Hayley Emery, head of the Guidance and Counseling Department at Newport Middle High School, tells students to think about what they want to do, then work backward to figure out the steps they must take to get there.
“You don’t want to spend your whole life doing something where you hate going in to work every day,” Emery said. “We all have to work, so you should at least enjoy it most of the time.”
However, she also assures students that its OK if they don’t know what they want to do for work.
“If they have no idea or they are panicking about it, I remind them it can always change,” she said. “It’s OK if it changes. Most people’s career paths will change.”
Abby Paquin, a member of the Class of 2019 at Newport Middle High School, will be attending Bowling Green State University Honors College in Bowling Green, Ohio, for a major in political science and a minor in social work.
She made this choice after connecting with students who had criminal records.
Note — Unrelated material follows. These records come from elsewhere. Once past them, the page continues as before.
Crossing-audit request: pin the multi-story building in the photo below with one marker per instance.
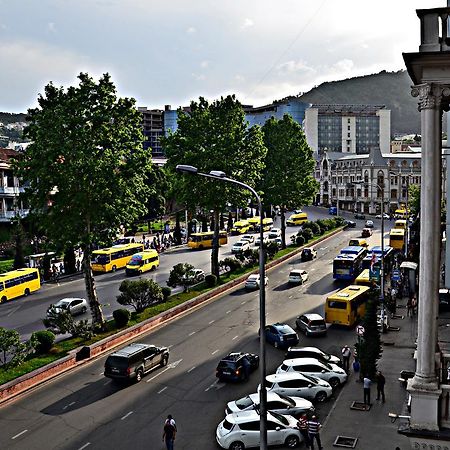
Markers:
(348, 128)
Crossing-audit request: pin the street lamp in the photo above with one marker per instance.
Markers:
(221, 176)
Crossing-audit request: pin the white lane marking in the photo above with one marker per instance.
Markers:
(170, 366)
(84, 446)
(126, 415)
(20, 434)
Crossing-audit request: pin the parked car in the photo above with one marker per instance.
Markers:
(239, 431)
(311, 324)
(279, 403)
(308, 254)
(329, 372)
(312, 352)
(299, 384)
(253, 282)
(194, 276)
(240, 246)
(280, 335)
(232, 367)
(249, 238)
(298, 276)
(73, 305)
(134, 361)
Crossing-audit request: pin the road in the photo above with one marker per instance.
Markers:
(25, 314)
(85, 410)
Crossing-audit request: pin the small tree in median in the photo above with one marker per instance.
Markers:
(140, 294)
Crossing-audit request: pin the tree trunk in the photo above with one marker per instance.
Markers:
(283, 226)
(94, 305)
(215, 249)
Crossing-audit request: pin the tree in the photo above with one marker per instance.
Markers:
(288, 176)
(215, 137)
(85, 167)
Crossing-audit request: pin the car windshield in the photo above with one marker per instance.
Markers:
(244, 402)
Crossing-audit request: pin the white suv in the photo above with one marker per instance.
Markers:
(325, 371)
(241, 430)
(298, 384)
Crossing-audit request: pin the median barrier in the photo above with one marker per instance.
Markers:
(86, 354)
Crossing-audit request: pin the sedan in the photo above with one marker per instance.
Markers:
(73, 305)
(279, 403)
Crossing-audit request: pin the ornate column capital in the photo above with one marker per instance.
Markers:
(430, 95)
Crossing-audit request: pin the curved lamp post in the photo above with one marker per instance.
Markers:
(221, 176)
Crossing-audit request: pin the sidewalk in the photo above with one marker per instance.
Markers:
(374, 429)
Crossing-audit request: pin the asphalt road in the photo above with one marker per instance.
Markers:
(85, 410)
(25, 314)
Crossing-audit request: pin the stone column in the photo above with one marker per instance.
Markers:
(424, 387)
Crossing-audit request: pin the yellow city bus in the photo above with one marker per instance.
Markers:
(347, 306)
(18, 282)
(115, 257)
(142, 262)
(204, 240)
(397, 238)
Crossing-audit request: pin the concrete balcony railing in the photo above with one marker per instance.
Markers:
(433, 29)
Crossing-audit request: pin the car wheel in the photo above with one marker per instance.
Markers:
(237, 446)
(334, 382)
(139, 375)
(292, 441)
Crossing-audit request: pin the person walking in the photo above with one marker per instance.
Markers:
(169, 433)
(302, 425)
(367, 382)
(314, 432)
(346, 353)
(381, 381)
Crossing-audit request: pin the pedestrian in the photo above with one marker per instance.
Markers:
(381, 381)
(302, 425)
(314, 427)
(169, 434)
(346, 353)
(366, 384)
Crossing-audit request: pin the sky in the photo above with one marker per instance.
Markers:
(169, 52)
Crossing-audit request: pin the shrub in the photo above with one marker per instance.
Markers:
(121, 317)
(44, 340)
(166, 293)
(210, 280)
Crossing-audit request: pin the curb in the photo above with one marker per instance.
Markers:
(26, 382)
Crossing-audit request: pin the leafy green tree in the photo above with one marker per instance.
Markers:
(139, 294)
(215, 137)
(86, 167)
(288, 176)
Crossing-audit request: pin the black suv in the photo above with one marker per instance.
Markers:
(233, 366)
(134, 361)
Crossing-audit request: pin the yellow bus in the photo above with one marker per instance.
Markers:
(397, 238)
(142, 262)
(204, 240)
(18, 282)
(347, 306)
(240, 227)
(115, 257)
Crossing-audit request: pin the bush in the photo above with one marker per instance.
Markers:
(44, 341)
(210, 280)
(166, 293)
(121, 317)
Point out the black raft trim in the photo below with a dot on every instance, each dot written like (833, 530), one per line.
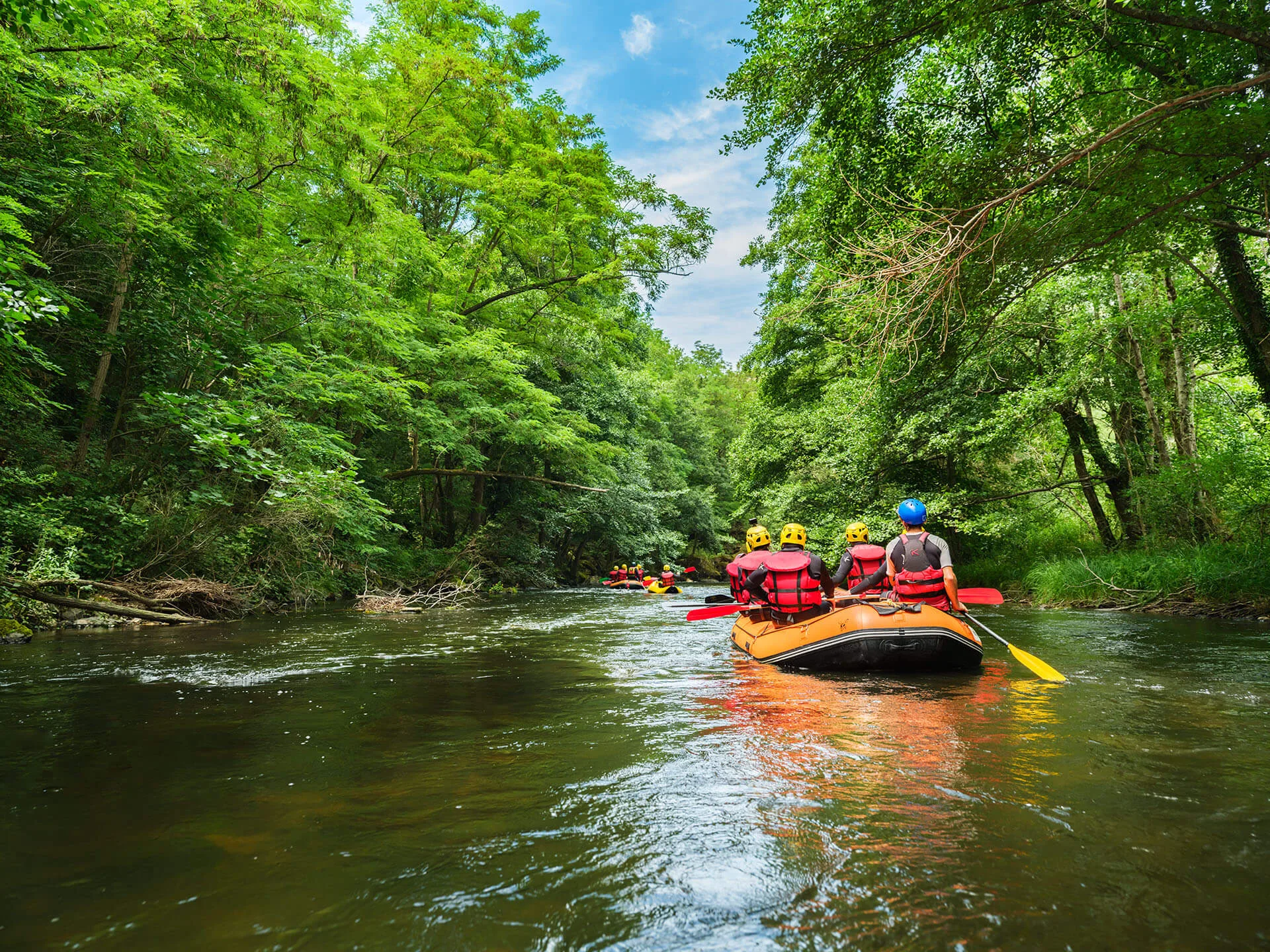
(869, 634)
The experience of helping those students got her interested in family law, she said.
“Doing this for so long and meeting so many influential people has made me want to make this into a career and help so many other young people that are caught up in the legal system and help them turn their lives around,” Paquin said.
For other Upper Valley seniors, like Logan Osmer of White River Junction, pursuing interests means skipping higher education, at least for now.
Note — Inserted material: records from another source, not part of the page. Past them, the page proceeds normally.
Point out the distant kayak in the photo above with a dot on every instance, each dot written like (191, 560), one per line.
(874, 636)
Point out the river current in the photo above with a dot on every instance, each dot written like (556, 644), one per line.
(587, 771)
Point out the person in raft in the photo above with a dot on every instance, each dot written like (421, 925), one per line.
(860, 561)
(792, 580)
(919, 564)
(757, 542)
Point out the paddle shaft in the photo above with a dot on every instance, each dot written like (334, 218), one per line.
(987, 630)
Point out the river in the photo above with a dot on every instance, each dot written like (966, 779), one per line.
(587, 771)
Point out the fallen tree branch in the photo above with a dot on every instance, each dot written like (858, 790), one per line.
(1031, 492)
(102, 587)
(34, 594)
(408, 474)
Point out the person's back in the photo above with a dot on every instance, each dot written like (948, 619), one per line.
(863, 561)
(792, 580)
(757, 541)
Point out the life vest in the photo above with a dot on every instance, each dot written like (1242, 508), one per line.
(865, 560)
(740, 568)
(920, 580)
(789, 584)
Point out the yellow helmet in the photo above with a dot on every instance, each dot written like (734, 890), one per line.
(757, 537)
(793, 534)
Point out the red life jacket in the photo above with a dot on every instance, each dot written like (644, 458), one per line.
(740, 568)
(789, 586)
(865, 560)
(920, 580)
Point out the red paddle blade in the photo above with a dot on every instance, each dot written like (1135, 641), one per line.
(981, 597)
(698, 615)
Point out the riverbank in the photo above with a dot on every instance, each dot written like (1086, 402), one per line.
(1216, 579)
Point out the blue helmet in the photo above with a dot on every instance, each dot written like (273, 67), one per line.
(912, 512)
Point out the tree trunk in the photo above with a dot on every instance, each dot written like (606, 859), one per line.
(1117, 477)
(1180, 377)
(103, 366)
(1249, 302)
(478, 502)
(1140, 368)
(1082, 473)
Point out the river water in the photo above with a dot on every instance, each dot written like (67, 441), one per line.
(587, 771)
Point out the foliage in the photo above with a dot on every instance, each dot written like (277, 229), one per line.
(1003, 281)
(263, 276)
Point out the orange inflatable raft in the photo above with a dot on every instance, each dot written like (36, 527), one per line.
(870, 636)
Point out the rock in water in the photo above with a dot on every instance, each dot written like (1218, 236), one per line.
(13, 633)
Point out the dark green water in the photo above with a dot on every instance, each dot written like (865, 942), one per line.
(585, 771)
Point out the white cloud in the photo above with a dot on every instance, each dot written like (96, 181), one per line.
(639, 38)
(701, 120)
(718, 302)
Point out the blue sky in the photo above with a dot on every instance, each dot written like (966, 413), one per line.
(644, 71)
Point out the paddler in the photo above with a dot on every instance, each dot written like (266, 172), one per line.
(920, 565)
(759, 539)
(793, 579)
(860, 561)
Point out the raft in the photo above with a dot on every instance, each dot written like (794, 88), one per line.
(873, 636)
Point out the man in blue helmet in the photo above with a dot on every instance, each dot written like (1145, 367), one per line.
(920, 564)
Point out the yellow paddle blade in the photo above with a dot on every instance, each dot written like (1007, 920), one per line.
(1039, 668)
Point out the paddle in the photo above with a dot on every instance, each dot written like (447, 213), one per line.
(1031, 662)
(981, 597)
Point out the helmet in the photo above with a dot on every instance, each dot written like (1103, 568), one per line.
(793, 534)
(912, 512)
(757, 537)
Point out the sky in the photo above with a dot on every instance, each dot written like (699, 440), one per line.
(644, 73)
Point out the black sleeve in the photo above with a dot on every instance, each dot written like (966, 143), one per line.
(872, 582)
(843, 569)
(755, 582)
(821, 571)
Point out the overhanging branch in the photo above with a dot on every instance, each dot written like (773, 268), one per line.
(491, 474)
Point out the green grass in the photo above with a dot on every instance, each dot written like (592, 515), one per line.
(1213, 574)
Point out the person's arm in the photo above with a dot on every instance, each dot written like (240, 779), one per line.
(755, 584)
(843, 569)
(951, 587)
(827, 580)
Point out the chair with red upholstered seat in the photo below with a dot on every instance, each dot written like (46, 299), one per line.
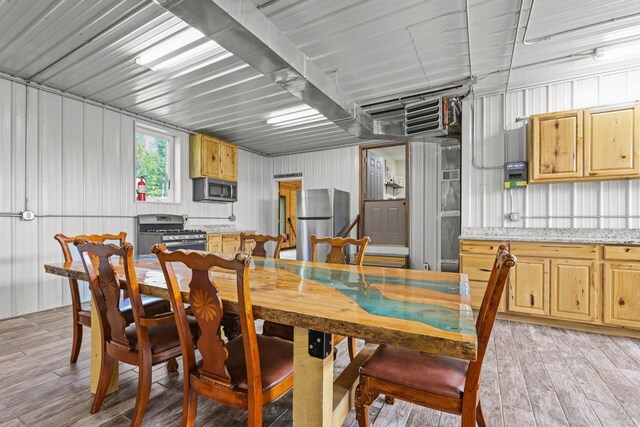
(82, 317)
(150, 340)
(249, 371)
(438, 382)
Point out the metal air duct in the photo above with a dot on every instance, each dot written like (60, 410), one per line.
(239, 27)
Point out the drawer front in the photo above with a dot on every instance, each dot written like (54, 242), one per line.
(622, 253)
(215, 247)
(477, 267)
(555, 250)
(477, 289)
(230, 246)
(478, 247)
(533, 249)
(529, 286)
(214, 238)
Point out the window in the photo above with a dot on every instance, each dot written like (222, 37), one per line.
(156, 164)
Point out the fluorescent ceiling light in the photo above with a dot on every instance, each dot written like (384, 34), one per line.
(170, 45)
(279, 117)
(171, 52)
(304, 120)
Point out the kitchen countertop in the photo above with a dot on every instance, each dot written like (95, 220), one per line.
(558, 235)
(220, 229)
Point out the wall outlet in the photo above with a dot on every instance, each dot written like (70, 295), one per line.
(27, 216)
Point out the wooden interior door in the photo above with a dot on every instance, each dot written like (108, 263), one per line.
(375, 176)
(556, 146)
(612, 142)
(287, 209)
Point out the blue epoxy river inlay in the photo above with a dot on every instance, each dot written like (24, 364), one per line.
(356, 286)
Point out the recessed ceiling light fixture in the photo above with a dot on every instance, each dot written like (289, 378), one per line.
(296, 115)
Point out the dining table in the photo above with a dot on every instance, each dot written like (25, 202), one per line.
(423, 310)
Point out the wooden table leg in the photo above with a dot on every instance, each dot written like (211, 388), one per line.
(96, 355)
(312, 384)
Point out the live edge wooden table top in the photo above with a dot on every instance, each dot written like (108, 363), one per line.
(427, 311)
(422, 310)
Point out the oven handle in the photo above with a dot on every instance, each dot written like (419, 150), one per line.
(191, 242)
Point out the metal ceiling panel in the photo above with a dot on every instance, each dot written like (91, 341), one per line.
(373, 49)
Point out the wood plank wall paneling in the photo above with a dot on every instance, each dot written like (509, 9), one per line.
(484, 201)
(80, 161)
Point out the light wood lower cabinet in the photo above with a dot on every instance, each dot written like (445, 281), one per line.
(224, 243)
(230, 243)
(622, 294)
(554, 281)
(529, 286)
(478, 269)
(573, 289)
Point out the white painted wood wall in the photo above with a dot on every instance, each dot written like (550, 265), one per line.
(484, 201)
(337, 168)
(79, 161)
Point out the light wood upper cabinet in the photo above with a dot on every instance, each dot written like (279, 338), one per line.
(555, 150)
(612, 141)
(529, 286)
(212, 158)
(573, 289)
(229, 162)
(622, 294)
(585, 145)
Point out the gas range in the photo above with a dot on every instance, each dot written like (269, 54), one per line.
(169, 230)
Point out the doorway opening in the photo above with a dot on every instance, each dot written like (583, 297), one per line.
(384, 194)
(287, 214)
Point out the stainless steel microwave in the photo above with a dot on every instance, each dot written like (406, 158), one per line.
(214, 190)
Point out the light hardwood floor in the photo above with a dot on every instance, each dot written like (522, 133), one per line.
(533, 375)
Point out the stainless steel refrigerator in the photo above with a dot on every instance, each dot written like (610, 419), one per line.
(323, 212)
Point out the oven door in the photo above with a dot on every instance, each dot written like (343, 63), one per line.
(193, 245)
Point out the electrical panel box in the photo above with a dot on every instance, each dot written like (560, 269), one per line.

“Most people get surprised when I say I’m not going to college or seeking higher education, but I’m really not all that big into school,” said Osmer, who attends Hartford High School. After graduating Osmer plans to get a full-time job while pursuing his interest in writing, performing and recording music.
“I kind of want the whole experience of a musician,” Osmer said. And for now, his diploma is good enough, he added.
“I think a high school diploma can get people pretty far.”